31.

声のするほうに振り向くと、そこには金髪の西洋人らしい青年が立っていた。身長は憂弥よりも高いだろう。180センチ以上はある。ややたれ目勝ちの瞳は深いブルーだ。

「何だ貴様は?」

男はカッシェルの問いには答えず「その石を渡してはいけない。

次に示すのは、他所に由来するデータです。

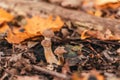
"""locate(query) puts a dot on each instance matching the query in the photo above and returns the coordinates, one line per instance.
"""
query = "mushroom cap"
(60, 50)
(48, 33)
(46, 43)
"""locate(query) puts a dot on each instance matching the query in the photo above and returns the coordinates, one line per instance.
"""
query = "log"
(36, 7)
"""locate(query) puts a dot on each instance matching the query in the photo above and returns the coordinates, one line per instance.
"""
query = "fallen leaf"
(16, 36)
(4, 28)
(5, 16)
(37, 25)
(27, 78)
(34, 27)
(83, 35)
(102, 2)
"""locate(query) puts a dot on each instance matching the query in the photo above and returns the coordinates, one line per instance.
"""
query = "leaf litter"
(73, 52)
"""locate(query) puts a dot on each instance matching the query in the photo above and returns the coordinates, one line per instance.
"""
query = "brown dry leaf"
(16, 36)
(35, 27)
(107, 35)
(102, 2)
(87, 76)
(98, 13)
(27, 78)
(83, 35)
(4, 28)
(5, 16)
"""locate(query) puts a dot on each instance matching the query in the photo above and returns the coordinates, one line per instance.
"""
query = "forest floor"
(83, 45)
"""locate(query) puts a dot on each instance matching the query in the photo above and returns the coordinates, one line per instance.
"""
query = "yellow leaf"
(102, 2)
(16, 36)
(4, 28)
(35, 26)
(5, 16)
(83, 35)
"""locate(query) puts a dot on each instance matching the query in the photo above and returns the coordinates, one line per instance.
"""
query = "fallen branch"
(36, 7)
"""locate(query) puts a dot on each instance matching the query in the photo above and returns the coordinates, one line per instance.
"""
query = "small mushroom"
(59, 51)
(46, 43)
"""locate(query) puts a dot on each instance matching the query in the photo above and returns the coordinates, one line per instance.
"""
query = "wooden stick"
(59, 75)
(36, 7)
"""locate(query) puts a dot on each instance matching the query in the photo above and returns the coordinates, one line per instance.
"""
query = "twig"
(59, 75)
(38, 7)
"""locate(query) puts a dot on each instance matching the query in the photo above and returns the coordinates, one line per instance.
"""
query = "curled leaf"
(5, 16)
(34, 27)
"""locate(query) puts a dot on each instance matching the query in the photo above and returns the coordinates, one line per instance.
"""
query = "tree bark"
(37, 7)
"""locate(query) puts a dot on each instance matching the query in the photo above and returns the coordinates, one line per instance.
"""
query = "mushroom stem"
(46, 43)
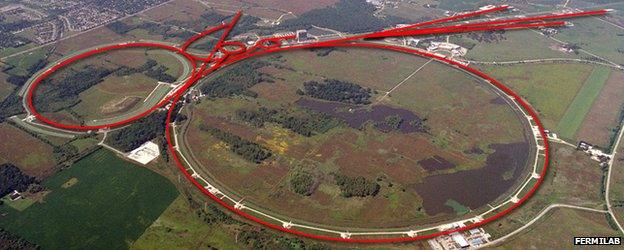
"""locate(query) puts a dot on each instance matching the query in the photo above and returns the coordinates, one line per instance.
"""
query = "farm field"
(597, 37)
(571, 179)
(549, 88)
(603, 117)
(180, 227)
(582, 103)
(123, 81)
(526, 45)
(5, 87)
(405, 194)
(556, 229)
(31, 155)
(86, 201)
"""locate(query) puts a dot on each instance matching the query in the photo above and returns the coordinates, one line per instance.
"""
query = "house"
(15, 195)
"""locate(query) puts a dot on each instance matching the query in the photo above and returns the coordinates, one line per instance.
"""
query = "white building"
(145, 153)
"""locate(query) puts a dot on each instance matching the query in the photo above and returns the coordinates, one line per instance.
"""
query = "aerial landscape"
(294, 124)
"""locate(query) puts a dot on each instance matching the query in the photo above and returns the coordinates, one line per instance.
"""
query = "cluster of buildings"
(145, 153)
(594, 152)
(470, 239)
(88, 17)
(454, 49)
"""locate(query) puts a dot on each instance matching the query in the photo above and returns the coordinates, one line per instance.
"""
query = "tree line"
(12, 178)
(356, 186)
(337, 91)
(306, 122)
(237, 80)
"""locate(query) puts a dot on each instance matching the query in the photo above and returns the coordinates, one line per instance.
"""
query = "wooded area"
(336, 91)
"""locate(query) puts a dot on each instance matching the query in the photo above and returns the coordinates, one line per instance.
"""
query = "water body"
(474, 188)
(356, 116)
(436, 163)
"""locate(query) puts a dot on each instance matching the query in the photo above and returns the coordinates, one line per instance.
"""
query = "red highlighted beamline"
(212, 63)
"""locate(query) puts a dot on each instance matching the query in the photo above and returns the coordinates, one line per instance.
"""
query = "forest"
(250, 151)
(12, 178)
(305, 122)
(303, 183)
(336, 91)
(12, 241)
(356, 186)
(139, 132)
(237, 80)
(59, 94)
(11, 105)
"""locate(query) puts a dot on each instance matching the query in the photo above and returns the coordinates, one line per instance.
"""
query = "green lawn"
(109, 205)
(549, 88)
(180, 227)
(581, 104)
(18, 205)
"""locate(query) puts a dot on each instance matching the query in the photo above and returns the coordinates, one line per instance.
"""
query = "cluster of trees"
(19, 80)
(306, 122)
(356, 186)
(12, 241)
(253, 236)
(11, 105)
(139, 132)
(393, 121)
(337, 91)
(55, 95)
(303, 183)
(250, 151)
(237, 80)
(244, 24)
(353, 16)
(12, 178)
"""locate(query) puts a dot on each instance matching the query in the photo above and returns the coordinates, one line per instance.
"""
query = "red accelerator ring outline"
(476, 72)
(273, 45)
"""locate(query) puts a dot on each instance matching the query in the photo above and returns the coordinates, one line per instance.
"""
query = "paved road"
(544, 212)
(80, 33)
(608, 184)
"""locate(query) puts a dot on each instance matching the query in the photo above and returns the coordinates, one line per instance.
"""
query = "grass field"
(556, 229)
(31, 155)
(23, 62)
(549, 88)
(5, 87)
(572, 178)
(603, 117)
(517, 45)
(180, 227)
(462, 113)
(597, 37)
(109, 205)
(576, 112)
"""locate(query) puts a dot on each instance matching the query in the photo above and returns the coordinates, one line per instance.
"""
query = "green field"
(526, 44)
(556, 229)
(549, 88)
(596, 37)
(180, 227)
(109, 205)
(574, 116)
(23, 62)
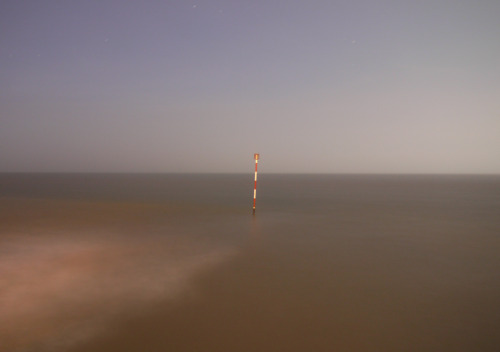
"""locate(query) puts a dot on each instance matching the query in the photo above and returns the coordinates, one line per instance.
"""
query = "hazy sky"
(199, 86)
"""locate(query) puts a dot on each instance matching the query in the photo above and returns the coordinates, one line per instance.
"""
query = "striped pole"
(256, 157)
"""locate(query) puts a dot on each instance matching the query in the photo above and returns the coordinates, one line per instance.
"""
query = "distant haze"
(199, 86)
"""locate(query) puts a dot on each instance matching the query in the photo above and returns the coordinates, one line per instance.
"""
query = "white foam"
(56, 291)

紫堂憂弥よ」

「だ、誰なんだ?」

憂弥が問いかけるとほぼ同時に、カッシェルが驚愕の表情で「貴様、まさかリック?!リック・ロシアン・ブルーか?!」

「光栄だね。お前のような雑魚にも名を知られているとは・・・」

「何だと?貴様、愚弄する気か?」

「仲良くおしゃべりをするつもりはないということだ。吼えるな」

「貴様!」

いきり立つカッシェルを無視するように「紫堂憂弥よ、お前の懐にあるその石、レヴィ・ストーンをあの男に渡してはならない。いや、誰にも渡してはならない」

「あんた、誰だ?」

「君を探していたんだ、紫堂憂弥よ……」

「あんた一体……?」

憂弥はとっさに身構える。

「俺は味方だ。お前が信じるのならな」

「味方?」

「そう。俺の名はリック・ロシアン・ブルー。サラマンダーの部下だった男だ」

憂弥はそれを聞くと更に身構えた。

「じゃ、ライナー・フルの手下ってことじゃないか。何が味方だ?サラマンダーを殺したのはライナー・フルの手下じゃないか?!」

「話を聞け。ライナー・フル様はもういないよ」

「いない……どういう事だ?」

「女神カトラスによって封印されてしまった。時空の狭間にな」

憂弥は警戒を解かず「その女神カトラスってのは何だ?」

「時空を旅する神だ。ライナー・フル様もエル・フィリオンをも超越する神だ」

「なんだって?ウォーリピアの神様は二人だって聞いたぜ」

「そう。厳密に言えばそうだ。カトラスはウォーリピアの神ではない。この世界も含む、全ての世界の神だからな」

「お話はそこまでにしてもらおうか?」

カッシェルが痺れを切らしたように割って入る。